It depends on how deficient you are, and how much of a show-stopper it is that you are deficient.
As with all things, there are two questions to ask when mulling over a solution to any deficiency:
1: What CAN you do? What are the sum of your actual options?
2: What will what you can do COST? Combine asset costs with opportunity costs.
In any analysis, "nothing" is something you can do. In any analysis, the cost of doing "nothing" is quantifiable. It should be weighed next to the cost of other possible courses of action, and if you come to the conclusion that "nothing" is the most cost-effective thing to be doing, then as a business you should be doing nothing.
These are very fundamental business concepts that I'm embarrassed for you that you aren't seeming to grasp in this environment
That said, the Red Sox are not doing nothing.
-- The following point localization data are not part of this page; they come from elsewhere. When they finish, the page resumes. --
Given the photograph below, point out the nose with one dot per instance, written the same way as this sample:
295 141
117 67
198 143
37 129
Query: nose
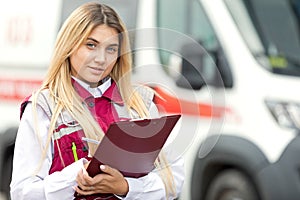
100 56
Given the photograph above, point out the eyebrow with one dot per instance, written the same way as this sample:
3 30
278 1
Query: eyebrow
94 40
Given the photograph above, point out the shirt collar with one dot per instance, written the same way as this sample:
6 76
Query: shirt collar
107 89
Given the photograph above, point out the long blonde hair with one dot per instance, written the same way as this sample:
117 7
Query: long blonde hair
73 33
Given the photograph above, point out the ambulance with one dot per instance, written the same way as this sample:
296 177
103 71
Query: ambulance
230 67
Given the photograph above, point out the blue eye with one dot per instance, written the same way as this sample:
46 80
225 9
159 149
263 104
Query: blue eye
91 45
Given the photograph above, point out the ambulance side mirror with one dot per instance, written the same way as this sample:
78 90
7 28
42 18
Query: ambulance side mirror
192 66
What they are doing, is letting some prior investments mature, and staying flexible in the meantime. They're gambling on the youth program to replace some of the core players they've lost over the last few years -- especially Youkilis who was a HUGE loss for the team.
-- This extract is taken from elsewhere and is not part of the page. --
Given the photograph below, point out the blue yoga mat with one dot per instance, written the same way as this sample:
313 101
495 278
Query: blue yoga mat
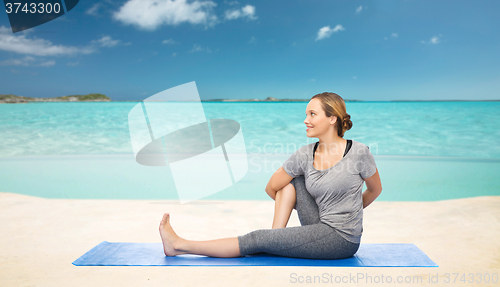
151 254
Without Youk, and with Beckett gone, no longterm options in RF or SS, and a catching situation in disarray, we don't have a core that's going to take us to the top no matter how we supplement it. Until that changes, assuming you can wave the Magic Wand Of Do Something, and make a 100 win team appear (you'd like to claim you're not doing this, but your attitude gives the lie to your words), is just delusional. There are too many fundamental problems with this team to call it anything else.